Controversy Spurs Second Resignation

January 16, 2003|Alan Abrahamson | Times Staff Writer

Patrick J. Rodgers, the U.S. Olympic Committee's ethics compliance officer, resigned Wednesday, the second high-profile resignation from a USOC position sparked by the policy-making executive committee's decision Monday to take no action against Chief Executive Lloyd Ward in an ethics-related controversy.

"I cannot possibly teach ethics, counsel individuals on ethical behavior or promote a code that is not practiced or enforced by the leadership of the organization," Rodgers said in a telephone interview.

A USOC ethics board report made public Monday said that Ward had "created the appearance of a conflict of interest" after directing USOC staff to make introductions on behalf of Detroit-based Energy Management Technologies to Pan Am organizers in the Dominican Republic, site of the 2003 Games.
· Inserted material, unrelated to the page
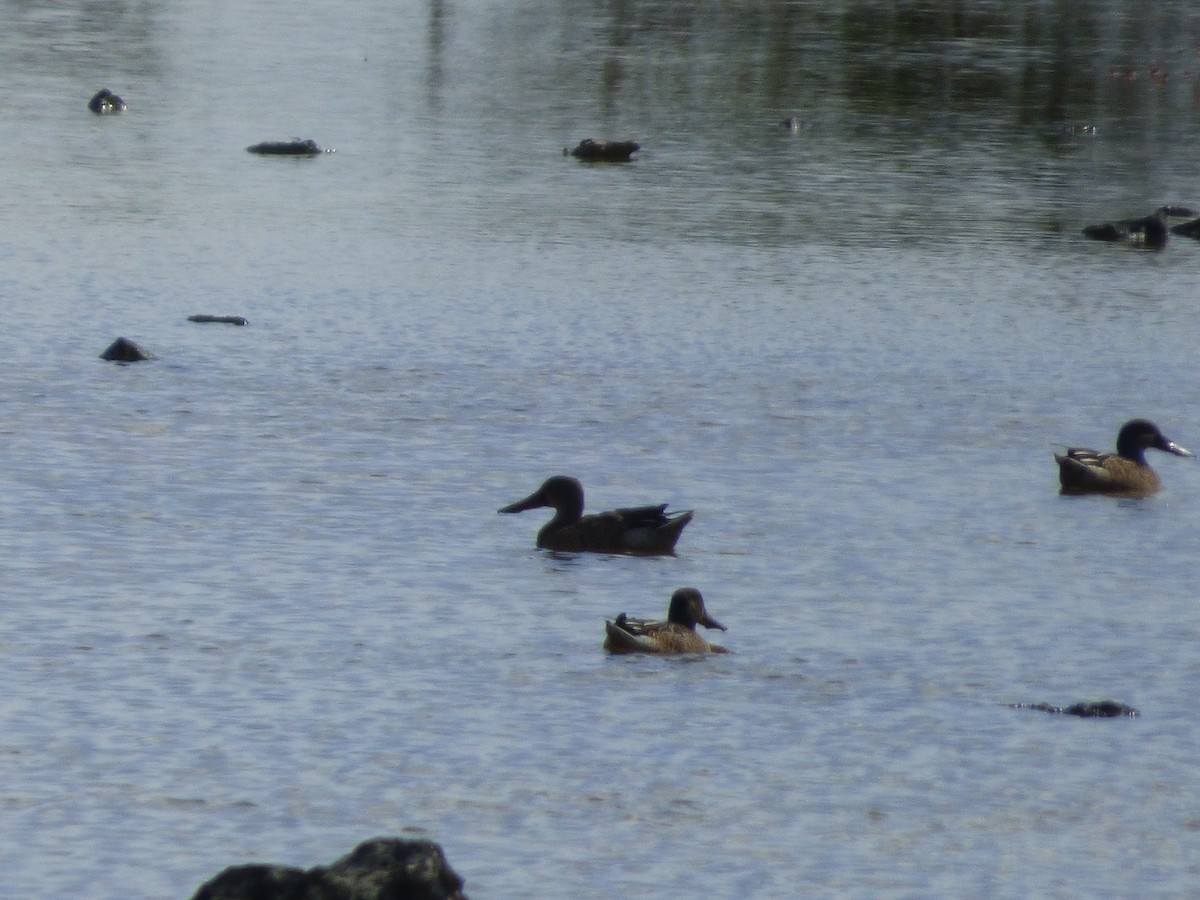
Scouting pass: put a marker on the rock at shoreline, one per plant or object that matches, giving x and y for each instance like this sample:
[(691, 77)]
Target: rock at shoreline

The company had ties to Ward's brother and a childhood friend. No contract has been signed.

The report, however, recommend no disciplinary action, and the executive committee took none.

Brian Derwin of USA Weightlifting, a former member of the USOC's ethics oversight committee, resigned Monday from the 22-person executive committee and a variety of other USOC positions. He said he believed "there was a clear conflict of interest violation."

In a resignation letter dated Wednesday, Rodgers, 58, the USOC's compliance officer since February 2000, said it was "disheartening" to read in the ethics report that "others, including me, might have precluded Lloyd's actions by 'counseling him on his ethical obligations and restrictions.' "

That "belies credibility," since USOC leadership reviewed and presented the organization's ethics code to the 120-member board of directors for approval just last April, Rodgers said.

He also said, "It is important for leaders to accept responsibility for their actions and set an appropriate example for accountability. In that regard, I should not have agreed to a request by the [ethics] oversight committee chair," meaning Kenneth M. Duberstein, a former White House chief of staff, "to recuse myself from further deliberations after refusing to comply with his advice that I needed, for my own good, 'To find a way to make this go away.' "

Duberstein said, "While I don't think it's appropriate to comment on these allegations, I am very comfortable with the integrity of the deliberations of the ethics committee, the process that the committee went through and the unanimous conclusions that we reached."